Standing outside the plant gate, the point is clear: We eat rocks. Lots of rocks. And I’m about to go see another rock on the ingredient list, salt, brought up from deep underground without budging from the surface myself.

CHAPTER 17

Salt

T
here are three main ways to harvest salt, one of the several rocks we eat when we eat Twinkies. You can evaporate salt water to get crystals naturally—the oldest method—but that takes as much as two years of sunny, windy weather found only in limited (but beautiful) places. You can blast it out of a mine with dynamite and front-end loaders and then crush it, but that takes big mining operations and leaves a fairly impure rock salt suitable for water softening, ice control, and chemical processing—not food. Or you can flush it out of the ground with water and boil it down in an evaporation plant.

Only this last method, called solution mining, produces the fine, pure crystals of salt that we purchase at the grocery store or that are used in processed foods. Morton has a big facility devoted to this in the tiny, Victorian, one stop-sign town of Silver Springs, New York, near Rochester, that has been operating pretty much the same way since 1884. It is Morton’s oldest facility, and it is one of the reasons that the Erie Canal, “the ditch that salt built” as they say, is nearby.

The table salt processed here is actually pumped out of the ground as brine a few miles north, from various wells in the middle of a few fields, and sent by underground pipe to this facility. At this writing, the area is napped with a blanket of snow, providing a poignant contrast to Morton’s solar salt facility in the Bahamas, one, which I readily admit, I’d prefer to visit this time of year.
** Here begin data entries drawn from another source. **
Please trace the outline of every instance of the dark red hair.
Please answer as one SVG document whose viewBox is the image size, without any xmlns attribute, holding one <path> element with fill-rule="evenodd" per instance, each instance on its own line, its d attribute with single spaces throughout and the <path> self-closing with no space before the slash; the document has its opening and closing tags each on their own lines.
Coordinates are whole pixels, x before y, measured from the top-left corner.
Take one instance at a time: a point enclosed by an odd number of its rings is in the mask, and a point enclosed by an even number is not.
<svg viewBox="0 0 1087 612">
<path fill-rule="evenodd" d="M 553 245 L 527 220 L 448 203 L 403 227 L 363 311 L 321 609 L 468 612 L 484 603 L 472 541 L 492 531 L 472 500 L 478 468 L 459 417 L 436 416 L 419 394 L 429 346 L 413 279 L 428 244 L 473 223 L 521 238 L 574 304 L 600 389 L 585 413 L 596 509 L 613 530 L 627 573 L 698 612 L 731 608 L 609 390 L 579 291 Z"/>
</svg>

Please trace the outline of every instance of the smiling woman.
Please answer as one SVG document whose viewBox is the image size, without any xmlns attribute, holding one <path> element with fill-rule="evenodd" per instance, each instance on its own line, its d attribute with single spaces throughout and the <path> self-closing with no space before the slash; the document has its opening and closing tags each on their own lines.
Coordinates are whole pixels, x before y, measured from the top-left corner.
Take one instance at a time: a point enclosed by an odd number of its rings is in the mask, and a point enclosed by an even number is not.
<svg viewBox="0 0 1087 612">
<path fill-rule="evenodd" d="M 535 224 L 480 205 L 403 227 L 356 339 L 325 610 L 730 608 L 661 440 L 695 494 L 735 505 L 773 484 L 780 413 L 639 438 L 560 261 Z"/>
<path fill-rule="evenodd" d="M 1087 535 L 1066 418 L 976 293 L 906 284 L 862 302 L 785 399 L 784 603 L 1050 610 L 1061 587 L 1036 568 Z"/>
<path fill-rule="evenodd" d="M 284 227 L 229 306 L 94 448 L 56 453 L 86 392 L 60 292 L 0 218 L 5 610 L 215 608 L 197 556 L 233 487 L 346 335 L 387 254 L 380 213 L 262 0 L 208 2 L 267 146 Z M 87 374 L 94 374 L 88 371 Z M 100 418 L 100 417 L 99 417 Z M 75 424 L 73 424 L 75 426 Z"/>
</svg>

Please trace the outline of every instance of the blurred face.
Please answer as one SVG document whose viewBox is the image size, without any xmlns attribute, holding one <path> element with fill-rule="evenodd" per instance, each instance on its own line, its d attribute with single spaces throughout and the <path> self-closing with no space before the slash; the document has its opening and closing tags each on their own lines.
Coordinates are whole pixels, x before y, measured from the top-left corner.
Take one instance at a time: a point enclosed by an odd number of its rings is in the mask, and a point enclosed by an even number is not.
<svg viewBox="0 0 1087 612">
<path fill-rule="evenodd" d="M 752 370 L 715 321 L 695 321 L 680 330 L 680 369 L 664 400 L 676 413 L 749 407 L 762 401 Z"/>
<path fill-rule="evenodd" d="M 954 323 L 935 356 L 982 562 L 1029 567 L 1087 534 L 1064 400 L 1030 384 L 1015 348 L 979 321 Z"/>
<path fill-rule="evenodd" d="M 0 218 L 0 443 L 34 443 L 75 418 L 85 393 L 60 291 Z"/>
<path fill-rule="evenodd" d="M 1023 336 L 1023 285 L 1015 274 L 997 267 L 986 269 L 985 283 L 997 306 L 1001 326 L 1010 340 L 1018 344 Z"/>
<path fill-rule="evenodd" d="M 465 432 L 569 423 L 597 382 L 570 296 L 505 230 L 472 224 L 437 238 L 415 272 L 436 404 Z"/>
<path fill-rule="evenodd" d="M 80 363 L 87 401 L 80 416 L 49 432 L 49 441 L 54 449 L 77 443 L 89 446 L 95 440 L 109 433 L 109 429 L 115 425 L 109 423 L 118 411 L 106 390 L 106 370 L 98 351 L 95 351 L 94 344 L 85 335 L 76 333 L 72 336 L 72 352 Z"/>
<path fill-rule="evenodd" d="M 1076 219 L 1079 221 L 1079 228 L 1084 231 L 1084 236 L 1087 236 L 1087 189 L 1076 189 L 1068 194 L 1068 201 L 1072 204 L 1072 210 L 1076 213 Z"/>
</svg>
Morton’s plant is an agglomeration of nondescript industrial buildings, including a few that date from its Victorian days. The office building is gabled and brick (with a well-salted, ice-free walkway, of course) and some carved mahogany detail still surrounds a few of the older doors. The posts in a post-and-beam warehouse attached to the office look almost perforated with little slits. This is the former salt barrel–making loft, and for years, the barrel stave craftsmen tossed their axes into the posts as a quick way to hang them up. Pictures from 1911 featuring mustachioed and bowler-hatted workers line the current office walls, showing the perpetrators in action. This place reeks of history, and of course, salt has its own history—more ancient than Morton’s.